COMMISSION EUROPEENNE DES DROITS DE L'HOMME
PREMIERE CHAMBRE
Requête N° 25263/94
Lucia et Maria Maggiore
contre
Italie
RAPPORT DE LA COMMISSION
(adopté le 13 septembre 1995)
I.INTRODUCTION
1.Le présent rapport concerne la requête No 25263/94 introduite le 8 juin 1993 contre l'Italie et enregistrée le 7 juin 1994. Les requérantes sont des ressortissantes italiennes nées respectivement en 1930 et 1923 et résident à Erchie (Brescia). Elles sont représentés devant la Commission par Maître Luciano Calo', avocat à Oria (Brescia).
Le Gouvernement défendeur a été représenté, en qualité d'Agent, d'abord par M. Luigi Ferrari Bravo, puis par M. Umberto Leanza, successivement Chefs du service du Contentieux diplomatique au Ministère des Affaires étrangères.

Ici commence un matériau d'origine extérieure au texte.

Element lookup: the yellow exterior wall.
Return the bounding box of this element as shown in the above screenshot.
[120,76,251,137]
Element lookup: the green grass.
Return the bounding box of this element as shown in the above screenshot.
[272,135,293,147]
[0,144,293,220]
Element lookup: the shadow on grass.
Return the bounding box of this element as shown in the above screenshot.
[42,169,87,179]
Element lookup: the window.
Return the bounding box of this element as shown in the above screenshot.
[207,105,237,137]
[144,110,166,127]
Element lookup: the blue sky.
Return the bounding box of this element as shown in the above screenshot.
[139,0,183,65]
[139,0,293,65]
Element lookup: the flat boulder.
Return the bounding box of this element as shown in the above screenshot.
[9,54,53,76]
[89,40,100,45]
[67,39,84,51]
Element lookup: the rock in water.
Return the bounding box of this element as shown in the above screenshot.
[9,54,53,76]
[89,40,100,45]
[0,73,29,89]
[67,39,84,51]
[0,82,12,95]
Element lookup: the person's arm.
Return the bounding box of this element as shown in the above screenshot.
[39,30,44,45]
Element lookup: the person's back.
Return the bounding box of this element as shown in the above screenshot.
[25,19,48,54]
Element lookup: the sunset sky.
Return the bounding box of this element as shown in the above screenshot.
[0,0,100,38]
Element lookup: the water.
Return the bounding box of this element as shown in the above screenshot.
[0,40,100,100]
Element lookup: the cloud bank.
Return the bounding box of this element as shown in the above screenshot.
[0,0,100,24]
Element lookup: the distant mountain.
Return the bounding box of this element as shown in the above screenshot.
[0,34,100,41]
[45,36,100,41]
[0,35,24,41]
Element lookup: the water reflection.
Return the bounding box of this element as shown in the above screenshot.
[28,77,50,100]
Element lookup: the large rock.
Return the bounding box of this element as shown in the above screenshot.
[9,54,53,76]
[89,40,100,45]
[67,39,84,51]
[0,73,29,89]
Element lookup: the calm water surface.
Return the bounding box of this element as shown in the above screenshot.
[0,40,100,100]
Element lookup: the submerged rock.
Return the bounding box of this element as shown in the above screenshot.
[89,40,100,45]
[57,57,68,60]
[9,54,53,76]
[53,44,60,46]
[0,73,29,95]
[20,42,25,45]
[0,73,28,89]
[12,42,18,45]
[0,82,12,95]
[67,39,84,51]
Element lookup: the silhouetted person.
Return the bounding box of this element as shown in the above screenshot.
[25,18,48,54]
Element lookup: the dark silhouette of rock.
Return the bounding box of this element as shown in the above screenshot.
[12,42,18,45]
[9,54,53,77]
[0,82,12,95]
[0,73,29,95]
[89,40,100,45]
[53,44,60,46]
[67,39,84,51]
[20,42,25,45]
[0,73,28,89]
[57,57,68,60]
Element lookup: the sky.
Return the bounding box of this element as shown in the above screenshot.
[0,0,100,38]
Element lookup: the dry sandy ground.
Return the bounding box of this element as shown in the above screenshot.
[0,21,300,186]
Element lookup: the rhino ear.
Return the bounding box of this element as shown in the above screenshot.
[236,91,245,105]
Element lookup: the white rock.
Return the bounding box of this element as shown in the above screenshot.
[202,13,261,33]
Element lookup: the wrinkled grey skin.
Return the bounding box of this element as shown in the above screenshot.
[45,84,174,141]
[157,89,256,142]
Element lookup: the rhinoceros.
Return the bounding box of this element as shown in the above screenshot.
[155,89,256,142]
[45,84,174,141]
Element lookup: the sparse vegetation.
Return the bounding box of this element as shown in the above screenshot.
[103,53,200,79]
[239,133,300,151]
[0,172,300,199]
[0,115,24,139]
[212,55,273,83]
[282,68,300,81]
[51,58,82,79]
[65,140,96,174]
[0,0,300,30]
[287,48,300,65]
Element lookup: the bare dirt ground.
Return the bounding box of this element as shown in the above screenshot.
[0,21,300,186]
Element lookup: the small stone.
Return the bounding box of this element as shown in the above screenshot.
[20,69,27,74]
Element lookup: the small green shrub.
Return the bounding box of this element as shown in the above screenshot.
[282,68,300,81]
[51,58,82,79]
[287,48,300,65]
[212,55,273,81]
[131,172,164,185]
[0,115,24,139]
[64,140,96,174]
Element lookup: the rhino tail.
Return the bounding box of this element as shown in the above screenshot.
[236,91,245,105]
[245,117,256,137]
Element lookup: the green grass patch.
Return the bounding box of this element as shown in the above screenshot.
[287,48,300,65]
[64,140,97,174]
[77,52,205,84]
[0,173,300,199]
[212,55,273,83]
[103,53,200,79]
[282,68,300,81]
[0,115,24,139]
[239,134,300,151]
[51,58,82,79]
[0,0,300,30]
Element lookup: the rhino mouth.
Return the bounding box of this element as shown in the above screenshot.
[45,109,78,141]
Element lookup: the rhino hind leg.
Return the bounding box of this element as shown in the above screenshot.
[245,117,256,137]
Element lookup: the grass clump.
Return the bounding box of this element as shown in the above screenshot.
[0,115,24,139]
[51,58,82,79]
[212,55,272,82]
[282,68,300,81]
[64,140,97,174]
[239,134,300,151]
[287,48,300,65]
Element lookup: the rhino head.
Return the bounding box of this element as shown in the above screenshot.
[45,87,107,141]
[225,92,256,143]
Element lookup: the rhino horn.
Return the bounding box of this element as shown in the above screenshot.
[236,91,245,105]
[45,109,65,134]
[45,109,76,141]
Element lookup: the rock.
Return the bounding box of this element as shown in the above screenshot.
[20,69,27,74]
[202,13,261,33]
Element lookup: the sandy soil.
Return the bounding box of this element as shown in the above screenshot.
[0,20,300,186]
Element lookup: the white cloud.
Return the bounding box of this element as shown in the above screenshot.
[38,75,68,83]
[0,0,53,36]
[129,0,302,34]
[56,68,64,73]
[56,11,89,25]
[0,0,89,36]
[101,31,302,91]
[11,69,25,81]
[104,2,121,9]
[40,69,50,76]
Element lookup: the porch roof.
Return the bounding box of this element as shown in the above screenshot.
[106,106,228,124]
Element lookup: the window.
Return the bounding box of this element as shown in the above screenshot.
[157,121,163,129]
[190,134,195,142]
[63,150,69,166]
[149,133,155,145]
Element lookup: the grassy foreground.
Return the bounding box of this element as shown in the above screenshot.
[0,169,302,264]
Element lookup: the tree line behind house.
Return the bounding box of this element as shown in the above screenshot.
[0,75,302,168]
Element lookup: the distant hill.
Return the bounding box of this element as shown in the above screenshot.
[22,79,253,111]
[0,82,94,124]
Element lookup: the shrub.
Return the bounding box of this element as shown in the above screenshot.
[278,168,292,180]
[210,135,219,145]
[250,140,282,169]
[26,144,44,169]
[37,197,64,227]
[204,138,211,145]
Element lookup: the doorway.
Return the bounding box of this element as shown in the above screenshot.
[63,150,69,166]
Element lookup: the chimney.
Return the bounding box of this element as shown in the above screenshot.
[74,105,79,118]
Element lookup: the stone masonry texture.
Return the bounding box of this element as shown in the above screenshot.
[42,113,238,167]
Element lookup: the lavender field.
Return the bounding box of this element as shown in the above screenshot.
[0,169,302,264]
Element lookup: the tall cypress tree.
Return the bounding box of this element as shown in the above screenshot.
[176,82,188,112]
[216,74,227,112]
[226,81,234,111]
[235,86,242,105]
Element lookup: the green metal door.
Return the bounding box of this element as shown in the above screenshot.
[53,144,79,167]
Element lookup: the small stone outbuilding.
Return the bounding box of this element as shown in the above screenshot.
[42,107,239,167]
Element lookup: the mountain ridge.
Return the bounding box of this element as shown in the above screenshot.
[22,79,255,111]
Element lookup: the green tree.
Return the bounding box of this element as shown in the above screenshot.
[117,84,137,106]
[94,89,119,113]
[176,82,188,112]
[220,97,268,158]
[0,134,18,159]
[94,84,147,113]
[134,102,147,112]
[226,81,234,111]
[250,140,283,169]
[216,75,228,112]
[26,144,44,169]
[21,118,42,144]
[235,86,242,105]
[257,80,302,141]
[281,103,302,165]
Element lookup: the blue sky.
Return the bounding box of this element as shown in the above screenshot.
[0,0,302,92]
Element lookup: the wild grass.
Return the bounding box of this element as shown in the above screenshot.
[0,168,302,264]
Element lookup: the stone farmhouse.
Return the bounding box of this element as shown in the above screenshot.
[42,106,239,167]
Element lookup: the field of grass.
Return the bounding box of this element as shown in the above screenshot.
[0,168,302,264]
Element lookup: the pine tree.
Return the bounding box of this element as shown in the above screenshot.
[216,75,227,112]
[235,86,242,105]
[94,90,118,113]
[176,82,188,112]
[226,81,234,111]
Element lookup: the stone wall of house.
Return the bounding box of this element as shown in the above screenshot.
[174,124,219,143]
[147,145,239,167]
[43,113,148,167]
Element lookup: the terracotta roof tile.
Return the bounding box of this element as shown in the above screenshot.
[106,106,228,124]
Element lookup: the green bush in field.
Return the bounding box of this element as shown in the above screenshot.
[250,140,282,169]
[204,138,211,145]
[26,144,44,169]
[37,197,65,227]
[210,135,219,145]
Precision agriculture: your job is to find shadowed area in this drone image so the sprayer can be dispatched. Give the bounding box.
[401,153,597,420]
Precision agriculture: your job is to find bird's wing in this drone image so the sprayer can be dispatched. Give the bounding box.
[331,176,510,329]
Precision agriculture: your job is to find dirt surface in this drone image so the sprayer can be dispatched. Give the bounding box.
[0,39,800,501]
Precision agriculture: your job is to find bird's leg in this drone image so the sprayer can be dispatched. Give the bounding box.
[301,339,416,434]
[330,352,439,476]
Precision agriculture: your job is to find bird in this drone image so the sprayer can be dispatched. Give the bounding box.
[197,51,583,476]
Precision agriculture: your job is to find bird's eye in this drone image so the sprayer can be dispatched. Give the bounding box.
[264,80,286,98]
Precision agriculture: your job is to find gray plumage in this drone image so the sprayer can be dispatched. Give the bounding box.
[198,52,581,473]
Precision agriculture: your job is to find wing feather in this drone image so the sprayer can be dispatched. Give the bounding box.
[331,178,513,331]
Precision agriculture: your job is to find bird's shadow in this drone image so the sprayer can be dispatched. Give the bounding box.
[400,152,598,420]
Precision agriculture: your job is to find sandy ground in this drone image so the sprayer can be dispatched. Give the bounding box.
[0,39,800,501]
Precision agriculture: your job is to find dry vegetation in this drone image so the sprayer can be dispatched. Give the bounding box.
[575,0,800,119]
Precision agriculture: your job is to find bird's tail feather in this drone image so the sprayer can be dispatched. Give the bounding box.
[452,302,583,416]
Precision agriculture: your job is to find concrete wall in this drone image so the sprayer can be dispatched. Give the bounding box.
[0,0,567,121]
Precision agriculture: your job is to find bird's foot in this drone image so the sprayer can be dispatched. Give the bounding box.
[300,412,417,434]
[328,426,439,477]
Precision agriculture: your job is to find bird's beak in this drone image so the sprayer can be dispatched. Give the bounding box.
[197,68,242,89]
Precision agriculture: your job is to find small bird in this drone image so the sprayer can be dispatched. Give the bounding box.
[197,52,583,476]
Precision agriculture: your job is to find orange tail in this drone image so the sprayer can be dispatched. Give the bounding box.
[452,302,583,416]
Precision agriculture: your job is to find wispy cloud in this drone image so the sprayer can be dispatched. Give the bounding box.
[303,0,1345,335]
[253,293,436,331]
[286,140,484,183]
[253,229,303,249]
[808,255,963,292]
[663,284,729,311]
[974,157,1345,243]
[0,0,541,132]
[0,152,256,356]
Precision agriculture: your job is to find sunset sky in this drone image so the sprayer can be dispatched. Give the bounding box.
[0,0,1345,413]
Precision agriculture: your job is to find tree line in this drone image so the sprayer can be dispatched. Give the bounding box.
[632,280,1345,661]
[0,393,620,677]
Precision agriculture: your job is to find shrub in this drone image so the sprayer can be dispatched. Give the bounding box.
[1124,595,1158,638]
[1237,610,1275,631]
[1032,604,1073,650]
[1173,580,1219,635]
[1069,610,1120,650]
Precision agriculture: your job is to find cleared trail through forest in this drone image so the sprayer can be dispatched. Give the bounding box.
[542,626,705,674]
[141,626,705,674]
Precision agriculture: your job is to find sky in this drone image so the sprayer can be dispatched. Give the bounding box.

2.Cette requête, qui porte sur la durée d'une procédure civile, a été communiquée le 18 octobre 1994 au Gouvernement. A la suite d'un échange de mémoires, la requête a été déclarée recevable le 24 mai 1995. Le texte de la décision sur la recevabilité est annexé au présent rapport.
3.Ayant constaté qu'il n'existe aucune base permettant d'obtenir un règlement amiable au sens de l'article 28 par. 1 b) de la Convention, la Commission (Première Chambre), après délibération, a adopté le 13 septembre 1995 le présent rapport conformément à l'article 31 par. 1 de la Convention, en présence des membres suivants :
M.C.L. ROZAKIS, Président
MmeJ. LIDDY
MM.E. BUSUTTIL
A.S. GÖZÜBÜYÜK
A. WEITZEL
M.P. PELLONPÄÄ
B. MARXER
B. CONFORTI
N. BRATZA
I. BÉKÉS
E. KONSTANTINOV
G. RESS
A. PERENIČ
C. BÎRSAN
4.Dans ce rapport, la Commission a formulé son avis sur le point de savoir si les faits constatés révèlent, de la part de l'Italie, une violation de la Convention.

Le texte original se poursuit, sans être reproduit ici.